American farmers are struggling to secure adequate fertilizer supplies as geopolitical tensions drive input costs sharply higher during the critical spring planting window, according to a new American Farm Bureau Federation survey of more than 5,700 producers nationwide.
The survey, conducted April 3-11, reveals that approximately 70% of farmers report being unable to afford all the fertilizer they need this season. The affordability crisis hits hardest in the South and Northeast, where 78% and 69% of producers respectively cannot secure sufficient inputs, compared to 48% in the Midwest.

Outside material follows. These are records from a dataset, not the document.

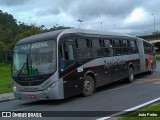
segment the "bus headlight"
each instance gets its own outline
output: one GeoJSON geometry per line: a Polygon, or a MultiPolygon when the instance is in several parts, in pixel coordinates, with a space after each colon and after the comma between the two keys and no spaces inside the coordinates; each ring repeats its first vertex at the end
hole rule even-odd
{"type": "Polygon", "coordinates": [[[51,88],[54,88],[56,85],[56,82],[52,83],[48,88],[47,88],[47,92],[50,91],[51,88]]]}

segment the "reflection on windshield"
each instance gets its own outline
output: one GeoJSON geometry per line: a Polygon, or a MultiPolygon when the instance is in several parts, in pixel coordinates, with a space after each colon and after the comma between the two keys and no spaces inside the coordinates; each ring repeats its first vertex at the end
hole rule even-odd
{"type": "Polygon", "coordinates": [[[19,45],[14,49],[13,76],[38,76],[56,69],[56,42],[43,41],[19,45]]]}

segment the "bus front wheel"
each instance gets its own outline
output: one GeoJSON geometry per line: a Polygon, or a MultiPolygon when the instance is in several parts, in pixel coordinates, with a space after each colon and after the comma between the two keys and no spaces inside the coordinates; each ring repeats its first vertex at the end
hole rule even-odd
{"type": "Polygon", "coordinates": [[[94,80],[91,76],[86,76],[83,84],[83,95],[90,96],[93,94],[95,89],[94,80]]]}

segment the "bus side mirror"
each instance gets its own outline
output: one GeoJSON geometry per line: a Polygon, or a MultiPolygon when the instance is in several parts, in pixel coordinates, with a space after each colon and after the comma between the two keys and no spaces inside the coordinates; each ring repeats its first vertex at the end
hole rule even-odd
{"type": "Polygon", "coordinates": [[[69,52],[69,43],[66,42],[65,44],[66,44],[66,45],[65,45],[65,46],[66,46],[66,47],[65,47],[65,52],[69,52]]]}

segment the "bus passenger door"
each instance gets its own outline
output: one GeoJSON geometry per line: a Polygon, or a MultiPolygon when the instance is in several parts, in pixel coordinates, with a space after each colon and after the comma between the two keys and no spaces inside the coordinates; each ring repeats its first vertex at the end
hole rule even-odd
{"type": "Polygon", "coordinates": [[[78,79],[77,60],[75,59],[75,44],[73,39],[67,39],[59,46],[59,73],[64,82],[64,97],[78,94],[82,91],[78,79]]]}

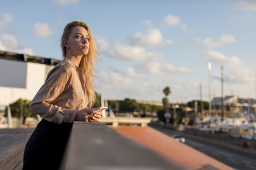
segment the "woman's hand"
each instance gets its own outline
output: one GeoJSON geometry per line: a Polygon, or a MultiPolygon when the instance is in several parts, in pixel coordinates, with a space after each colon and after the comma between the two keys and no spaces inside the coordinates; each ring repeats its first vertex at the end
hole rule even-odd
{"type": "Polygon", "coordinates": [[[95,122],[101,117],[101,110],[94,110],[92,108],[85,108],[78,110],[75,117],[75,121],[95,122]]]}

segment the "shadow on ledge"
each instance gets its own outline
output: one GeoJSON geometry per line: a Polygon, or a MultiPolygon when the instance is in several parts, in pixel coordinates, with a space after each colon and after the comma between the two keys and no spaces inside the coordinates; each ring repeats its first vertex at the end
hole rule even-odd
{"type": "Polygon", "coordinates": [[[75,122],[60,169],[183,169],[100,122],[75,122]]]}

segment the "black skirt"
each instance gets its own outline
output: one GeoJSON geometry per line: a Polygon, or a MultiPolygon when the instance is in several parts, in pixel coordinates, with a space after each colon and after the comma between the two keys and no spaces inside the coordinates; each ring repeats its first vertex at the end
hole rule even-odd
{"type": "Polygon", "coordinates": [[[72,126],[43,119],[26,145],[23,169],[58,169],[72,126]]]}

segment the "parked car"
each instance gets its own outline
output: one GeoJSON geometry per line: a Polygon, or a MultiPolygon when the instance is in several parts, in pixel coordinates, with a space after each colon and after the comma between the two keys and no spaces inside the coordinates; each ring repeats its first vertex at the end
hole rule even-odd
{"type": "Polygon", "coordinates": [[[185,142],[185,138],[182,137],[181,135],[180,134],[174,134],[172,137],[174,138],[174,139],[178,142],[181,142],[182,143],[185,142]]]}

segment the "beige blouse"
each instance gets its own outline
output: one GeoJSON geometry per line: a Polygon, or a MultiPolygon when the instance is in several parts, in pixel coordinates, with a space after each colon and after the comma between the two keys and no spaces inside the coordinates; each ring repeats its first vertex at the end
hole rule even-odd
{"type": "Polygon", "coordinates": [[[48,73],[30,104],[30,111],[49,122],[73,122],[87,106],[83,71],[65,58],[48,73]]]}

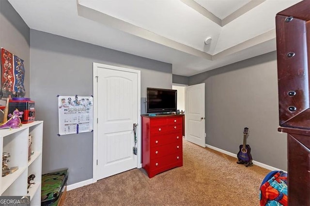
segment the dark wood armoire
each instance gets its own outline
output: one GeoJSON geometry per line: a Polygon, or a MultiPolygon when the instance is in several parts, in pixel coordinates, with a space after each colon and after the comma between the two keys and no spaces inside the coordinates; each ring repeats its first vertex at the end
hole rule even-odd
{"type": "Polygon", "coordinates": [[[279,12],[276,24],[278,131],[287,133],[288,204],[310,206],[310,0],[279,12]]]}

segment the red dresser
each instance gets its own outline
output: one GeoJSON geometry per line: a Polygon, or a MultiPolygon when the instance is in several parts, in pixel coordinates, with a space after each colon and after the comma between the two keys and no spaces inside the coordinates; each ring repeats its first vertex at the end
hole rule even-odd
{"type": "Polygon", "coordinates": [[[183,115],[142,117],[142,166],[149,177],[183,165],[183,115]]]}

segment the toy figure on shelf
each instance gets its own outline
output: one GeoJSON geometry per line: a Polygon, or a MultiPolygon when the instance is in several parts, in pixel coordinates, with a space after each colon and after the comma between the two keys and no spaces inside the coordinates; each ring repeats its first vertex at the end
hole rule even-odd
{"type": "MultiPolygon", "coordinates": [[[[30,175],[29,177],[28,177],[28,187],[27,188],[27,189],[29,189],[31,186],[30,185],[35,184],[35,182],[30,182],[31,181],[33,181],[35,178],[35,175],[33,175],[33,174],[30,175]]],[[[29,191],[27,191],[27,193],[28,192],[29,192],[29,191]]]]}
{"type": "Polygon", "coordinates": [[[15,129],[21,126],[21,121],[19,118],[22,117],[22,115],[24,114],[23,112],[20,112],[18,109],[16,109],[13,112],[13,114],[10,114],[8,117],[10,119],[6,122],[0,125],[0,129],[15,129]]]}
{"type": "Polygon", "coordinates": [[[18,167],[9,167],[7,162],[10,162],[8,158],[11,157],[8,152],[3,152],[2,156],[2,177],[6,176],[18,169],[18,167]]]}
{"type": "MultiPolygon", "coordinates": [[[[8,152],[3,152],[2,155],[2,170],[7,170],[9,169],[9,166],[7,162],[10,162],[8,158],[11,157],[10,153],[8,152]]],[[[2,173],[2,177],[3,177],[3,173],[2,173]]]]}

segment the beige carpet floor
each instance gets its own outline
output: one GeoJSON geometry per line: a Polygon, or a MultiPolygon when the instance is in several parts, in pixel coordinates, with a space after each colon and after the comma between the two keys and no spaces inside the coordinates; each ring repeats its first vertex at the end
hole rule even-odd
{"type": "Polygon", "coordinates": [[[183,166],[149,178],[134,169],[69,191],[65,206],[259,206],[269,170],[183,142],[183,166]]]}

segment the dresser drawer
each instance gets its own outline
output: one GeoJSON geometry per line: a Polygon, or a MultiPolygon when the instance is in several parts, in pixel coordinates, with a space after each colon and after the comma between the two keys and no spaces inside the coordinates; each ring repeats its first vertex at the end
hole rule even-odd
{"type": "Polygon", "coordinates": [[[174,125],[167,125],[166,128],[166,131],[167,132],[174,132],[178,130],[182,130],[182,124],[176,124],[174,125]]]}
{"type": "Polygon", "coordinates": [[[166,119],[152,119],[150,121],[151,126],[157,126],[161,125],[166,125],[167,124],[166,119]]]}
{"type": "Polygon", "coordinates": [[[175,117],[174,118],[169,118],[167,119],[167,124],[182,124],[183,118],[182,117],[175,117]]]}
{"type": "Polygon", "coordinates": [[[181,142],[182,143],[182,131],[178,131],[169,134],[153,136],[151,137],[150,141],[151,142],[151,147],[154,147],[176,142],[181,142]]]}
{"type": "Polygon", "coordinates": [[[151,162],[151,171],[160,170],[168,165],[174,164],[179,162],[182,162],[183,161],[182,156],[182,152],[180,152],[154,159],[151,162]]]}
{"type": "Polygon", "coordinates": [[[163,134],[167,132],[167,127],[166,125],[152,127],[151,128],[150,132],[151,135],[163,134]]]}
{"type": "Polygon", "coordinates": [[[153,160],[181,151],[182,151],[182,142],[179,141],[176,143],[151,148],[150,156],[151,159],[153,160]]]}

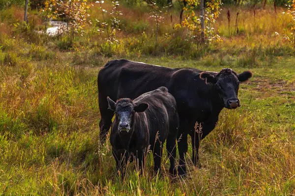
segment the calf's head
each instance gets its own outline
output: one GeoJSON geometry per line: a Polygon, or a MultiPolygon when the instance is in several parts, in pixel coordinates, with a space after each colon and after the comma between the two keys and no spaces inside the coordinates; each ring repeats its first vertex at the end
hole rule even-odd
{"type": "Polygon", "coordinates": [[[237,98],[239,83],[247,81],[252,76],[252,73],[246,71],[240,74],[229,68],[223,69],[216,74],[204,72],[200,74],[200,78],[206,80],[206,83],[214,84],[224,106],[228,109],[236,109],[240,106],[237,98]]]}
{"type": "Polygon", "coordinates": [[[118,122],[119,132],[130,130],[134,122],[136,112],[144,112],[148,107],[146,103],[135,104],[130,98],[121,98],[115,102],[109,97],[107,98],[109,109],[115,111],[116,120],[118,122]]]}

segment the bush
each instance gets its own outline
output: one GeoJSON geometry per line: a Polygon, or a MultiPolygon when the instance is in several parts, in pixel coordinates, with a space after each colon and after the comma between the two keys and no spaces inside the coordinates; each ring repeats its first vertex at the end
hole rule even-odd
{"type": "Polygon", "coordinates": [[[19,58],[15,53],[9,52],[4,54],[3,60],[0,61],[0,64],[8,66],[15,66],[18,64],[19,61],[19,58]]]}
{"type": "Polygon", "coordinates": [[[24,0],[0,0],[0,10],[9,7],[12,5],[24,6],[25,5],[24,0]]]}
{"type": "Polygon", "coordinates": [[[58,40],[57,46],[59,49],[66,50],[73,48],[73,42],[70,37],[65,35],[58,40]]]}
{"type": "Polygon", "coordinates": [[[34,45],[32,45],[29,53],[30,57],[34,60],[50,60],[55,56],[54,53],[48,51],[46,48],[34,45]]]}

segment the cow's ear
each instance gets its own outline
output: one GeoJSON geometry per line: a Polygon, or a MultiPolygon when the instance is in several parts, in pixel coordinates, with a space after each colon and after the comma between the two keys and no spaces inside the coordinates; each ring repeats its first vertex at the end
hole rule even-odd
{"type": "Polygon", "coordinates": [[[206,80],[206,83],[211,83],[215,84],[217,81],[217,80],[214,75],[207,72],[202,72],[200,74],[200,78],[202,79],[206,80]]]}
{"type": "Polygon", "coordinates": [[[143,112],[148,107],[148,104],[146,103],[141,103],[134,107],[135,112],[143,112]]]}
{"type": "Polygon", "coordinates": [[[253,74],[252,73],[252,72],[249,71],[246,71],[237,75],[237,79],[238,79],[238,81],[240,82],[243,82],[248,80],[248,79],[251,77],[253,75],[253,74]]]}
{"type": "Polygon", "coordinates": [[[111,98],[110,98],[109,97],[108,97],[107,98],[107,99],[108,99],[108,103],[109,104],[109,108],[110,110],[112,110],[113,111],[115,111],[115,109],[116,108],[116,103],[115,102],[115,101],[114,101],[113,100],[112,100],[111,99],[111,98]]]}

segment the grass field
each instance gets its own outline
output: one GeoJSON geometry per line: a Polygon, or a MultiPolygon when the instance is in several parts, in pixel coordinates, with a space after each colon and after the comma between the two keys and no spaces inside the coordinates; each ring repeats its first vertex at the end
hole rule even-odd
{"type": "MultiPolygon", "coordinates": [[[[19,9],[11,9],[17,18],[19,9]]],[[[278,14],[269,22],[274,11],[267,8],[258,11],[254,25],[251,9],[243,9],[241,34],[228,34],[224,9],[216,24],[223,43],[200,48],[177,38],[179,32],[163,33],[155,53],[152,30],[128,31],[135,28],[128,25],[140,26],[147,19],[140,10],[122,10],[132,19],[128,11],[141,13],[142,18],[126,24],[130,28],[118,33],[120,43],[111,51],[91,29],[64,50],[63,38],[10,27],[3,16],[12,11],[0,12],[0,194],[295,195],[295,50],[283,38],[291,32],[291,19],[278,14]],[[189,145],[185,178],[169,176],[166,152],[159,175],[152,175],[150,155],[142,176],[131,164],[123,180],[118,177],[109,142],[99,150],[96,83],[99,69],[117,58],[253,73],[240,85],[241,106],[224,109],[216,127],[202,141],[202,169],[192,166],[189,145]]],[[[171,24],[162,27],[163,32],[172,31],[171,24]]]]}

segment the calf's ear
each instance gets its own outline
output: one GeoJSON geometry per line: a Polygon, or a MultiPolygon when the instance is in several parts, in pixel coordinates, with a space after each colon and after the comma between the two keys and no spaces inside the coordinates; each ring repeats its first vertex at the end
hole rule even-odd
{"type": "Polygon", "coordinates": [[[143,112],[148,108],[148,104],[146,103],[141,103],[134,107],[135,112],[143,112]]]}
{"type": "Polygon", "coordinates": [[[243,82],[248,80],[253,75],[253,74],[252,72],[249,71],[246,71],[237,75],[237,79],[238,79],[238,81],[240,82],[243,82]]]}
{"type": "Polygon", "coordinates": [[[206,80],[206,83],[211,83],[215,84],[217,81],[217,80],[214,75],[207,72],[200,73],[200,78],[203,80],[206,80]]]}
{"type": "Polygon", "coordinates": [[[111,99],[111,98],[110,98],[109,97],[108,97],[107,98],[107,99],[108,99],[108,103],[109,104],[109,108],[108,109],[112,110],[113,111],[115,111],[115,109],[116,108],[116,107],[115,107],[116,103],[115,102],[115,101],[114,101],[113,100],[112,100],[111,99]]]}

Regional differences in fertilizer pre-booking rates have left many producers exposed to recent price volatility. Only 19% of Southern farmers secured fertilizer ahead of the season, compared to 67% in the Midwest, 31% in the West and 30% in the Northeast. These disparities reflect different crop rotations and purchasing patterns, with Midwestern corn and soybean producers typically buying inputs earlier than farmers growing cotton, rice and peanuts in the South.
Price increases strain farm finances
Since tensions escalated in the Middle East and the Strait of Hormuz closure, nitrogen fertilizer prices have risen more than 30%, while combined fuel and fertilizer costs have increased 20% to 40%. Urea prices jumped 47% since late February, marking the largest month-to-month percentage increase on record.
Farm diesel prices have surged 46% since February’s end, affecting machinery operation, fertilizer transport and irrigation costs across nearly every production stage. The overlapping increases help explain why 94% of survey respondents reported their financial situation has worsened or remained unchanged since last year.
Smaller farms face particular challenges, with substantially lower pre-booking rates across all regions. In the Midwest, only 49% of farms with 1-499 acres pre-booked fertilizer, compared to 77% of operations with 500-2,499 acres.
The survey results suggest many farmers are already adjusting fertilizer applications and planting decisions in response to rising costs, potentially affecting yields and production in the 2026 crop year.